Baidu Inc.’s smart driving unit, Apollo, and local Chinese auto rental firm Car Inc. are collaborating on what they call a “first-of-its-kind” service for on-demand self-driving vehicles.
The autonomous vehicle agreement, signed late last week and set to debut in the second quarter of this year, is to “jointly promote the application of autonomous driving technology” in cities across China, Apollo said in a statement.
The service — aimed primarily for the elderly, unlicensed drivers, international visitors, and people with disabilities — will be refined based on user feedback as it is rolled out, the companies said.

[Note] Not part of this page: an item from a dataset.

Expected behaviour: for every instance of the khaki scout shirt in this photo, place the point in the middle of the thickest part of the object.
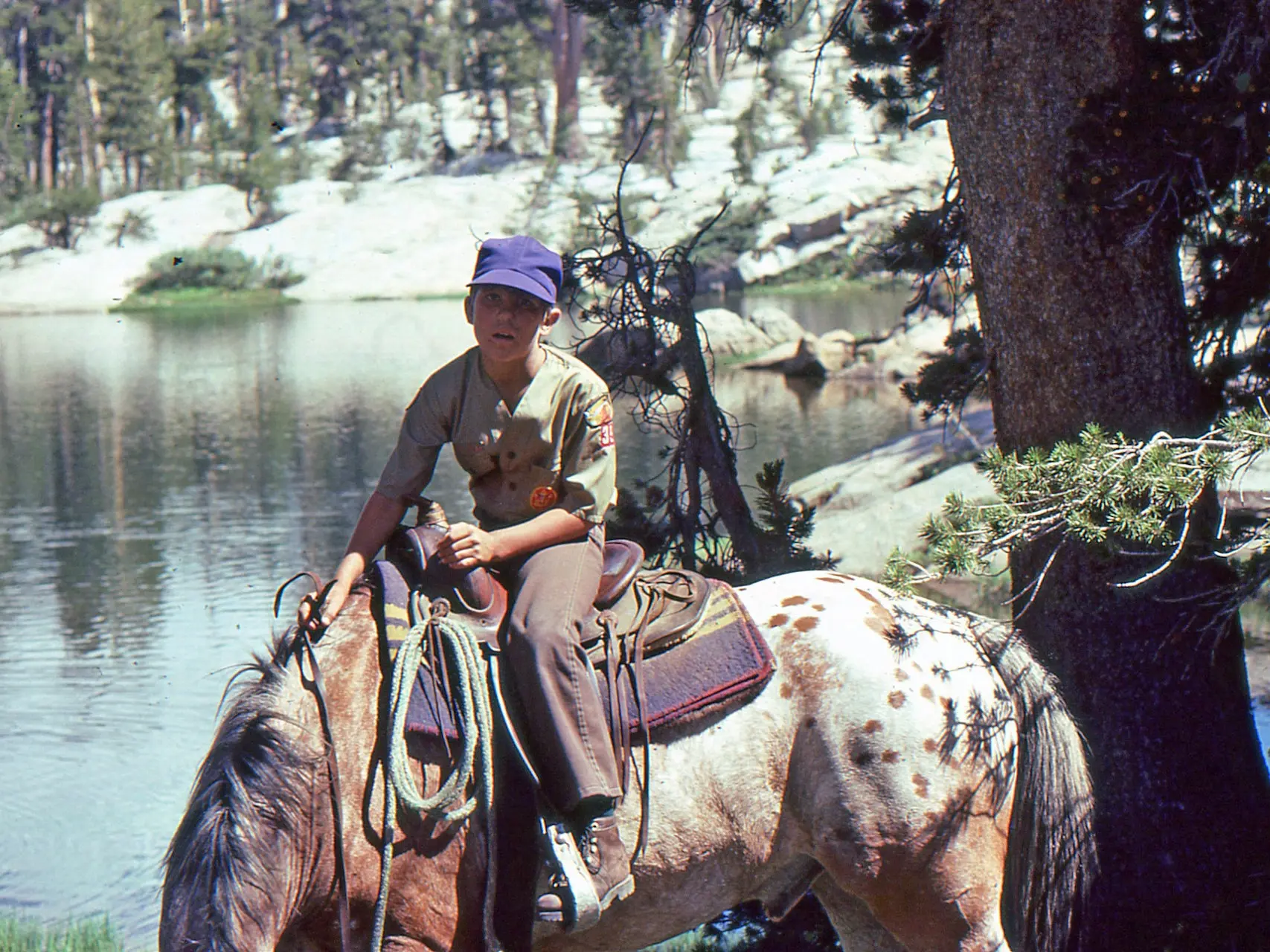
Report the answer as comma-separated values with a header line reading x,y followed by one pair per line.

As currently constructed, customers would book Apollo-powered autonomous cars around flexible time slots. The cars, powered by Baidu’s cutting-edge artificial intelligence (AI) driving technology, would transport passengers to city landmarks and tourist hotspots.

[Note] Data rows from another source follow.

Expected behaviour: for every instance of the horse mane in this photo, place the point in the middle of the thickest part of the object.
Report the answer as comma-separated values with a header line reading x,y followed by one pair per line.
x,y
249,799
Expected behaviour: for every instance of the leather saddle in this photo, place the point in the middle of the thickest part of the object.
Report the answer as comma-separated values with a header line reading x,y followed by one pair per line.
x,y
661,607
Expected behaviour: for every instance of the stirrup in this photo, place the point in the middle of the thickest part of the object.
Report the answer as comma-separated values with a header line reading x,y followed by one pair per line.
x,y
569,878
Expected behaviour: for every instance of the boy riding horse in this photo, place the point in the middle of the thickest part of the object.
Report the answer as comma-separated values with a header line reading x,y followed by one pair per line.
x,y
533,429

Baidu’s Apollo unit will integrate its open-source software and hardware stack for cloud data services, perception, planning and vehicle control with Car’s nationwide fleet operations.
Yunpeng Wang, vice president of Baidu’s Intelligent Driving Group, framed the service as a benchmark model for autonomous driving in the cultural tourism rental service industry, with a safe, efficient and personalized ride experience.
While Google’s Waymo and other robotaxis traverse the streets of San Francisco, Phoenix, Los Angeles, and Austin in testing mode, presaging a new era of domestic transportation, Tesla Inc. is readying its Cybercab for general release in the next few years.
The deal in China, however, represents a key development in last-mile transportation and could serve as a template for autonomous mobility services worldwide, opening new markets and significantly raising investor (and consumer) confidence in AI-driven transport solutions.
Investors will watch for the service’s pilot launch metrics user adoption, safety records and regulatory feedback and gauge how quickly Baidu and Car can scale the model across major Chinese cities. [In an analysis of more than 56.7 million miles of driving data, Waymo’s fleet boasted a significantly lower collision rate than human drivers, according to a report by InsideEVs last week. The data was collected from 31.1 million miles in Phoenix, 18.2 million miles in San Francisco, 6.4 million miles in Los Angeles, and 800,000 miles in Austin.]
Representatives of both Baidu and Car have vowed to plow resources into industry standards for safety, stability and reliability, aiming to fast-track large-scale autonomous vehicle deployments across diverse scenarios.